La jeune duchesse se renfrogna et baissa la tête, mal à l’aise à l’idée de décevoir sa mère malgré elle.
— Il n’y a rien que je ne puisse vous dire mère, murmura-t-elle, penaude.
— Regarde-moi dans les yeux et ose me l’avouer en face !
Désemparée, Blanche sentit son rythme cardiaque s’accélérer. Son estomac se noua et une sensation de panique commença à la submerger sans qu’elle ne comprenne d’où elle venait. Elle se sentait au plus mal, prise d’une peur viscérale, instinctive. Elle voulait lui cracher les mots sur son ressenti mais que ressentait-elle au juste ? Quelle était la cause de ce mal-être qui, depuis plus d’une journée, s’emparait d’elle pour la briser de toute part ? Elle redressa la tête et porta sur sa mère des yeux rougis, noyés par les larmes qui dévalaient à présent ses joues.
— Je ne sais pas ce que j’ai mère, avoua-t-elle d’une voix étranglée, je ne sais pas pourquoi je vais si mal… Je ne comprends pas ! Je ne…
Elle hoqueta, ne pouvant poursuivre son discours. Désarmée par ce fait, Irène soupira et observa sa fille afin de la sonder ; elle ne remit nullement en question ses dires.
— Soit, finit-elle par dire une fois que son enfant fut calmée, dans ce cas écoute bien ce que je vais te dire car je ne répéterai pas ces informations.
Interloquée par la douceur de son timbre, Blanche sécha ses larmes. Elle redressa la tête puis joignit fébrilement ses mains. Irène écrasa sa cigarette dans le cendrier et s’éclaircit la voix.
— Que sais-tu réellement de notre famille ?
La fille déglutit et se racla la gorge.
— Puis-je aller chercher mes notes afin de vous exposer tout ce que j’ai rassemblé ?
— Inutile, je suis tombée sur tes fiches la dernière fois. Pardonne-moi de fureter dans tes affaires mais au vu de tes états maladifs successifs, je me devais d’y jeter un œil afin de m’enquérir d’un quelconque problème.
— Vous allez donc répondre à toutes mes questions ? demanda posément la fille, les yeux remplis d’espoir à l’idée de savoir enfin la vérité.
— Non ! seulement ce que tu dois savoir. Je ne prendrai pas le risque de t’expliquer mes projets.

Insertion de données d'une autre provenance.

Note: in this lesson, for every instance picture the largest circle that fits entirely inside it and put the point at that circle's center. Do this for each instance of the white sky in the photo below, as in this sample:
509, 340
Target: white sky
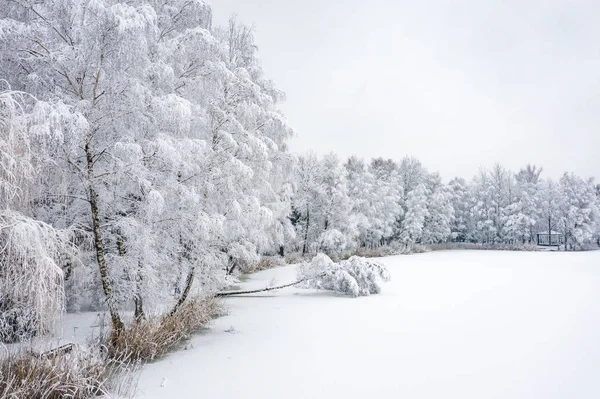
459, 84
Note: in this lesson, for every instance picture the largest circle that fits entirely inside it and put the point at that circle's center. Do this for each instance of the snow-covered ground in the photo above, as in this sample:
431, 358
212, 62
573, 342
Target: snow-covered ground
455, 324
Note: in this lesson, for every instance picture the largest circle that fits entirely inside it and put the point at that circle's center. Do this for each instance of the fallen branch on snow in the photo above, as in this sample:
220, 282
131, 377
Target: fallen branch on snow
229, 293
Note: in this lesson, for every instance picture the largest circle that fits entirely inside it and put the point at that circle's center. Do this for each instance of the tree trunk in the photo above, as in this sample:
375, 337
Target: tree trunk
230, 293
186, 291
305, 246
137, 299
117, 323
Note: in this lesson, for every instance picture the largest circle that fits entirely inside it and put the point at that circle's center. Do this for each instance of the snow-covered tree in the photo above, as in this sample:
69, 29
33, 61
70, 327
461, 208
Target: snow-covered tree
416, 213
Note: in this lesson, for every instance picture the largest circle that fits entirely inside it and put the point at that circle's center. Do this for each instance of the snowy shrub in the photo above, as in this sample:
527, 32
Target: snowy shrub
355, 277
333, 241
31, 282
66, 372
150, 338
243, 256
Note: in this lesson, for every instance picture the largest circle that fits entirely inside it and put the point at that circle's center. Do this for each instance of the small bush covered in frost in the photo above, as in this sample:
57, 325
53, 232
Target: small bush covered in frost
356, 276
333, 241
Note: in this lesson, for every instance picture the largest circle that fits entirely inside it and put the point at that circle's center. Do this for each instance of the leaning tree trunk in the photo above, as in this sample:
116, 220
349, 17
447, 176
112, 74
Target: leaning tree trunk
137, 299
189, 281
117, 323
305, 246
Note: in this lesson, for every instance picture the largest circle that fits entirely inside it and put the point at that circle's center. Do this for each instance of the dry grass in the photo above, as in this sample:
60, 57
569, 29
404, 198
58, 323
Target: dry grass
146, 340
77, 374
268, 262
476, 246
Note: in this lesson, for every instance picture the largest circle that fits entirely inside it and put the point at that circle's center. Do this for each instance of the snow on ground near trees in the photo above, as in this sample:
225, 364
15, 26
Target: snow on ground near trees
456, 324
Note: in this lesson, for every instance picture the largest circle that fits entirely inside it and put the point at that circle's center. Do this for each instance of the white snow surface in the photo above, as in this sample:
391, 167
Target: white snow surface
452, 324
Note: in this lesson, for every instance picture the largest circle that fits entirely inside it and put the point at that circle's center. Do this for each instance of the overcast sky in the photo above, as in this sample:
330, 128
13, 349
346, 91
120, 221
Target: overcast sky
458, 84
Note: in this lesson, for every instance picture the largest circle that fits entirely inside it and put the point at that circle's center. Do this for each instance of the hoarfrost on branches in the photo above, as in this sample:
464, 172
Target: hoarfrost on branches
356, 276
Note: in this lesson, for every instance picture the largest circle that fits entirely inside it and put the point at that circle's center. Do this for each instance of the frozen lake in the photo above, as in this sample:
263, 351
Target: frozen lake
453, 324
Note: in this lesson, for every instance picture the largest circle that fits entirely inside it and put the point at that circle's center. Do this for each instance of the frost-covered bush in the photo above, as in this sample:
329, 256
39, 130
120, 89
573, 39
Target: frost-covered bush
242, 256
333, 241
356, 276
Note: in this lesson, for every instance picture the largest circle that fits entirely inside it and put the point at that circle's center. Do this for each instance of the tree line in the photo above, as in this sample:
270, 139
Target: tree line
144, 159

Pour l’instant tout du moins. En revanche, je peux t’expliquer certains points concernant notre généalogie. Des points dont tu as déjà une partie de vérité et qui permettront, je l’espère, de t’aider à aller de l’avant.
— Quels sont-ils ? Hélène est-elle votre sœur ? Ambre et Adèle sont-elles nos cousines ? Qui est H et pourquoi nous avoir caché tout cela ? Papa savait-il ? Et pour nos totems…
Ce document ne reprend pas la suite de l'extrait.